Un labyrinthe symbolique



Situé au fond de la nef, face à l’autel, le labyrinthe de Chartres a généré de nombreuses interprétations depuis son tracé à la fin du XIIe siècle. Quand certains se réfèrent à un pèlerinage symbolique vers la Jérusalem céleste ou à un rituel pascal, d’autres évoquent encore un symbole alchimique. « Il est comme un escalier qui nous fait monter dans l’esprit. Il nous invite à un cheminement dans notre propre conscience », explique Patrick Burensteinas. Dans cette quête, le labyrinthe représente les multiples difficultés que l’on rencontre sur le chemin.
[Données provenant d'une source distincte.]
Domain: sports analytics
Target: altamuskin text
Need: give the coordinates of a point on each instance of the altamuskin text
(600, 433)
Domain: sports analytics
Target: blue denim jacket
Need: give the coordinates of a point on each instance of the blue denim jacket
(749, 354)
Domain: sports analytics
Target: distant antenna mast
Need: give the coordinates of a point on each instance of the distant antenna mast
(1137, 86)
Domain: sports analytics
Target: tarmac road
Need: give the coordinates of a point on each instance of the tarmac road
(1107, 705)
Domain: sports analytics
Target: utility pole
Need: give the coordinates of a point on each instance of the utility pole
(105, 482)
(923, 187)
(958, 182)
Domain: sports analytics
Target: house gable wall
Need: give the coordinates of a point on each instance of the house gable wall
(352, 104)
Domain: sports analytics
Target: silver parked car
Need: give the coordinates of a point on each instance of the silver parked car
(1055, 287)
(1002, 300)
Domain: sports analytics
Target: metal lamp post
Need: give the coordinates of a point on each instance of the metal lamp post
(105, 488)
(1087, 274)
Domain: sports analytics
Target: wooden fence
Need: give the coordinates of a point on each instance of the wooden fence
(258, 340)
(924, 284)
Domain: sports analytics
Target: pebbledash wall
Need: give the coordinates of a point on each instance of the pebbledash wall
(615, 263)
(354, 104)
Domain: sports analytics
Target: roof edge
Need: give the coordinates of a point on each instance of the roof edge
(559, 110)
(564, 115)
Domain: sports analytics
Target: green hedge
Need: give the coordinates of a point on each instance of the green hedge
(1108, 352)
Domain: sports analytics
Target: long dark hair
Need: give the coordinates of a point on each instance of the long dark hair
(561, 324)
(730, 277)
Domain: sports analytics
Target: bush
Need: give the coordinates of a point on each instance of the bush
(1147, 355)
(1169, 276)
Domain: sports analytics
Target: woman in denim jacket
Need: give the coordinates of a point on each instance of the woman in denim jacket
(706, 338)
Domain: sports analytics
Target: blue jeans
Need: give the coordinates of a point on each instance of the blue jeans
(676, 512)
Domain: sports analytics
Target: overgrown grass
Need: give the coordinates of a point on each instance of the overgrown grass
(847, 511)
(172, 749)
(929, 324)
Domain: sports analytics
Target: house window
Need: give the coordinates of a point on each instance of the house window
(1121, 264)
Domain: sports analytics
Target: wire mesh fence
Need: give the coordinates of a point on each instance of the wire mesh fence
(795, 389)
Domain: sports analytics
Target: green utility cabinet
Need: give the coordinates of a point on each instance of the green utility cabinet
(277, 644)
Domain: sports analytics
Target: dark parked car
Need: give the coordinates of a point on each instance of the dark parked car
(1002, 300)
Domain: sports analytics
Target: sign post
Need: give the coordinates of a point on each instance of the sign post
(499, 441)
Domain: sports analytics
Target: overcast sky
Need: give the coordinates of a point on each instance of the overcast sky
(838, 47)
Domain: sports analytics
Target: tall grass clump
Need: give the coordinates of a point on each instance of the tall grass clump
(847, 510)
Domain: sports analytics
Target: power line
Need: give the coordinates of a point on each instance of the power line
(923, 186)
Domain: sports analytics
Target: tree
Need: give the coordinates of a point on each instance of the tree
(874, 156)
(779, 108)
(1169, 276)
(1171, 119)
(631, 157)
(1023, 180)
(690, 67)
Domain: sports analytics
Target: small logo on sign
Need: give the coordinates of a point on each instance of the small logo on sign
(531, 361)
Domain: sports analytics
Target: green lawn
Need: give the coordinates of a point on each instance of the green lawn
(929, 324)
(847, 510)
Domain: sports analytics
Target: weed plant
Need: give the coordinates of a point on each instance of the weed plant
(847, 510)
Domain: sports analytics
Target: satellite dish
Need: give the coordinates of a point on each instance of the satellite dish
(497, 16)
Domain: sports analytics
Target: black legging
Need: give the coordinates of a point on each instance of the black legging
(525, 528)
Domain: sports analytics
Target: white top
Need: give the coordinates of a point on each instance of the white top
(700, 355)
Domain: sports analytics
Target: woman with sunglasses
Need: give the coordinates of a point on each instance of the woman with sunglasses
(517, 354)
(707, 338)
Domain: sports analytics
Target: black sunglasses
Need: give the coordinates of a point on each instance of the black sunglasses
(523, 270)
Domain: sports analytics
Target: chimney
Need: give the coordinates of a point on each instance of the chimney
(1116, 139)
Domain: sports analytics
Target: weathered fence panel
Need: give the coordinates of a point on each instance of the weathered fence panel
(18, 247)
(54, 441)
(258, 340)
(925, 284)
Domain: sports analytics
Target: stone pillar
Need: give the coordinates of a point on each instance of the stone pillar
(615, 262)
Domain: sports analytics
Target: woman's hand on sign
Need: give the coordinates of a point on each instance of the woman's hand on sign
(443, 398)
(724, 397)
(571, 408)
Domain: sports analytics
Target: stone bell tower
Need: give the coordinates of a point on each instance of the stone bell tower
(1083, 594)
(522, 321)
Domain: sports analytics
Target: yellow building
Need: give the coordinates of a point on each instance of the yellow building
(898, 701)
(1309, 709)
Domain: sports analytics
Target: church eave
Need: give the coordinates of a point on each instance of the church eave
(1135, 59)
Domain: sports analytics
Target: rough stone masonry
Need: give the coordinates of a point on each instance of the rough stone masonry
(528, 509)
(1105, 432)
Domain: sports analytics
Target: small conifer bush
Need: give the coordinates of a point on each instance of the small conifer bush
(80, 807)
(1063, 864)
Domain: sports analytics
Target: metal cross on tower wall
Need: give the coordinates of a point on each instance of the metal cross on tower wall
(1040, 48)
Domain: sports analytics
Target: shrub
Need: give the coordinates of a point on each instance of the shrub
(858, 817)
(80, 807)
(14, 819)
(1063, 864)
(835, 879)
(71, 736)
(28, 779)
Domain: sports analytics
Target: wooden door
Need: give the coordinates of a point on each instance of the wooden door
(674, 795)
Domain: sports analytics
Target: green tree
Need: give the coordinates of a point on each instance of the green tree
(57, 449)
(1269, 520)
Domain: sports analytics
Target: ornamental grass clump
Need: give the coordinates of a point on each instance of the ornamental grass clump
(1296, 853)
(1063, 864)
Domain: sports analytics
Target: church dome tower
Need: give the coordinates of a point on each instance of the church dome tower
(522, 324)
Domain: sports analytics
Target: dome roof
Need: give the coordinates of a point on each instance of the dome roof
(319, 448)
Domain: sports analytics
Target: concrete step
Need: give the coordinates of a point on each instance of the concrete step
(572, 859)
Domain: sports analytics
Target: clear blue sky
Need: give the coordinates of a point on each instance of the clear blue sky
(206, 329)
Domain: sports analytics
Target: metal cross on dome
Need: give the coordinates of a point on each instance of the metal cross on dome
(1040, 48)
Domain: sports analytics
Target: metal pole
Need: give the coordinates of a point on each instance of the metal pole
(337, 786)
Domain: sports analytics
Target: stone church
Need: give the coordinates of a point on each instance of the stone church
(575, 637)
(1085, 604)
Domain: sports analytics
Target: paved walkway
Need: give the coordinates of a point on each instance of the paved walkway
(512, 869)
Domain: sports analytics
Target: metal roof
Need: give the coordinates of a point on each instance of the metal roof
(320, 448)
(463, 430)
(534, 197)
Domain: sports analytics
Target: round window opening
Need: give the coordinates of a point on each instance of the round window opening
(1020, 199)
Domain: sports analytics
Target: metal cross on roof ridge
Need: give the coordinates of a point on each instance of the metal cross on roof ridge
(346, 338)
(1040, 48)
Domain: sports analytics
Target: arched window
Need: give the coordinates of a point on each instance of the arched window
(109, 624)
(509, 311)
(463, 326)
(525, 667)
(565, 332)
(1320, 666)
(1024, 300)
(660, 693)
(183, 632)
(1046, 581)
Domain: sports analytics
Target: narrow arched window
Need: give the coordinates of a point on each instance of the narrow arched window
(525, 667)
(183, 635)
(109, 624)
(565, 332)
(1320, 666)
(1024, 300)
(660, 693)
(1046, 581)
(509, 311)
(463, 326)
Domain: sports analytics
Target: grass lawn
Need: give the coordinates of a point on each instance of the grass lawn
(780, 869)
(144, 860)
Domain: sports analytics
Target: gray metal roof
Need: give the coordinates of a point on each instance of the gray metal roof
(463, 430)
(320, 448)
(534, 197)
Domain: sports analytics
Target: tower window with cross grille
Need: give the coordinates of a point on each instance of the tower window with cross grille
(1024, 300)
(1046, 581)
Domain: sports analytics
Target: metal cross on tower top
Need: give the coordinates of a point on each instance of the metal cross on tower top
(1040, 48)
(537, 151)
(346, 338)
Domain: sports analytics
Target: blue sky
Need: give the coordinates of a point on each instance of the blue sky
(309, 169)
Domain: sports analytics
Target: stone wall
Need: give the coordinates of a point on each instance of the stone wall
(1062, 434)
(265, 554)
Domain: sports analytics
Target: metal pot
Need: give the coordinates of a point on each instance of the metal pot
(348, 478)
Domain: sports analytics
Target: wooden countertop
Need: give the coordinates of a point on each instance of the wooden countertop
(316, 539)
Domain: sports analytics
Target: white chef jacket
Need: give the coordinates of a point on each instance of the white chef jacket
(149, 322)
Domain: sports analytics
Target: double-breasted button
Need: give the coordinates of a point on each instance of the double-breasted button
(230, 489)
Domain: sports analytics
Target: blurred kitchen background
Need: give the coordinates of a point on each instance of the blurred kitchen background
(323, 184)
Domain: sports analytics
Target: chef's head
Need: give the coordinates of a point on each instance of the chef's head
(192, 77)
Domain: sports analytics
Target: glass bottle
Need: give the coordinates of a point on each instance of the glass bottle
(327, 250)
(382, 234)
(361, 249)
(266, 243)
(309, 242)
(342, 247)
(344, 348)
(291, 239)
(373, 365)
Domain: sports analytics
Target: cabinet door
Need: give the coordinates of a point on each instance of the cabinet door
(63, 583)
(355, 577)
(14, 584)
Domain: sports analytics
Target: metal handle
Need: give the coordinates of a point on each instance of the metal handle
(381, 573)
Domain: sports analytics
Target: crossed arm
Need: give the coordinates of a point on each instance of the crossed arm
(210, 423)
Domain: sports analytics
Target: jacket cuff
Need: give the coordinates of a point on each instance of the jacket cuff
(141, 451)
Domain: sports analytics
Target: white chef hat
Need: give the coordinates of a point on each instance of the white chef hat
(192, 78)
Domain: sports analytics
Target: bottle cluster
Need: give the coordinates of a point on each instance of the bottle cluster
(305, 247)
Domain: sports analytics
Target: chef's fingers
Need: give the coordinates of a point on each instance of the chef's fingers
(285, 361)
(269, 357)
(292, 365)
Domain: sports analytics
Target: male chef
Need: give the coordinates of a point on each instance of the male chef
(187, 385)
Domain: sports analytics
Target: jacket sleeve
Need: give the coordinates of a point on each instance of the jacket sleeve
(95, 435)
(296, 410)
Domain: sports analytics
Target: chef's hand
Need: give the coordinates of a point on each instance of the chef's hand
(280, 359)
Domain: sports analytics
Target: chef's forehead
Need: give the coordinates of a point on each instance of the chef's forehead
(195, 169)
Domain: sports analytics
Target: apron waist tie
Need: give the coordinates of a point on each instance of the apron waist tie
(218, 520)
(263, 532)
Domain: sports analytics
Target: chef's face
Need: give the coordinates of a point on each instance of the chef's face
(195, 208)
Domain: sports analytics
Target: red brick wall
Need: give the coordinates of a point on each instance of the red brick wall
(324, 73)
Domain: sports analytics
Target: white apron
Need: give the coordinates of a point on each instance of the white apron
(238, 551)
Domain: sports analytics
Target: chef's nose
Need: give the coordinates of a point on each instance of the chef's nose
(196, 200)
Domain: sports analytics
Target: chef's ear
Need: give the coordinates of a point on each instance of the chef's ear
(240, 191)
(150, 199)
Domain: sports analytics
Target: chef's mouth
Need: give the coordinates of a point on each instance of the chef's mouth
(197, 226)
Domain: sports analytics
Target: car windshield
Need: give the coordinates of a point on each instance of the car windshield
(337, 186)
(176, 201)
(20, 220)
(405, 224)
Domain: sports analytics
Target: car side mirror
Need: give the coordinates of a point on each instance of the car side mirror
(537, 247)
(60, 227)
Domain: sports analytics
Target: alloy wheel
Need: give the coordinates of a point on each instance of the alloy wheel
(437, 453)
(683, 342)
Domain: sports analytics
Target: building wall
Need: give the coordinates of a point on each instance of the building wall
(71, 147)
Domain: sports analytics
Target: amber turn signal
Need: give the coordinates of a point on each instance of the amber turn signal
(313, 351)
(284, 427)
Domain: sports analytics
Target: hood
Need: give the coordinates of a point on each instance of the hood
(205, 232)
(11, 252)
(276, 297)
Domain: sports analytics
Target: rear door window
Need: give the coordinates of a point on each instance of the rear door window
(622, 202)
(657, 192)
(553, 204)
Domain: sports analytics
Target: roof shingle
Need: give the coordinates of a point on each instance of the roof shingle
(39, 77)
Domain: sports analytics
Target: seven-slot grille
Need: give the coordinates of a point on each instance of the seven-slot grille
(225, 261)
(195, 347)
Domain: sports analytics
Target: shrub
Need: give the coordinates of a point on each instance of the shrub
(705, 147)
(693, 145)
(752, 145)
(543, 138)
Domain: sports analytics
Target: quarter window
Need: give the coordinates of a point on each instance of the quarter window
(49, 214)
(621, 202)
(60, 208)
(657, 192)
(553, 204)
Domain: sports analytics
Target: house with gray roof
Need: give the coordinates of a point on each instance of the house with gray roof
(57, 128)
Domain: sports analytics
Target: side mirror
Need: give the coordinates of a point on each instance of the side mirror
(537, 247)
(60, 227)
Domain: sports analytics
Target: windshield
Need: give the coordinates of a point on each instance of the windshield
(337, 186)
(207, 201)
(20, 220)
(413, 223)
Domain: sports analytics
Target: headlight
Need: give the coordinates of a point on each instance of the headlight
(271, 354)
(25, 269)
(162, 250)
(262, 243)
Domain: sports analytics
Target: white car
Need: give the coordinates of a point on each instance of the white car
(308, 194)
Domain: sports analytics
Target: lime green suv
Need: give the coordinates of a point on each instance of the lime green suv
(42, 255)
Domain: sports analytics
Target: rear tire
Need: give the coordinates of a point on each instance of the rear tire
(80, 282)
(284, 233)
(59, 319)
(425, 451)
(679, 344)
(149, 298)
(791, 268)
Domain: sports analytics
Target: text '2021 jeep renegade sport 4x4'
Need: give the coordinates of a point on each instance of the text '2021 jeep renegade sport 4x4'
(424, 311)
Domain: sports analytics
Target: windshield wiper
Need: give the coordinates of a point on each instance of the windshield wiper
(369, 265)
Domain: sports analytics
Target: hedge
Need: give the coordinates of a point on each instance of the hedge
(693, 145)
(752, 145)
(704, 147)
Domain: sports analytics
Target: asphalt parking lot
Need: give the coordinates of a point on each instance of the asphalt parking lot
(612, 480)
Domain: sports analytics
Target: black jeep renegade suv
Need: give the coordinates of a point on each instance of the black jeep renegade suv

Certains racontent même que celui de Chartres serait capable d’agir sur la matière et, qui sait, peut-être de modifier notre perception du réel... Pour Louis Charpentier, celui-ci n’est pas à proprement parler un labyrinthe, en ce sens qu’il est impossible de s’y égarer, car il n’existe qu’un chemin qui mène au centre. Toujours est-il que depuis des millénaires, des milliers de pèlerins s’y aventurent, tantôt pour trouver la pierre philosophale, tantôt pour s’ouvrir progressivement au Christ, ou tout simplement pour trouver harmonie et équilibre, dans une quête de transformation intérieure.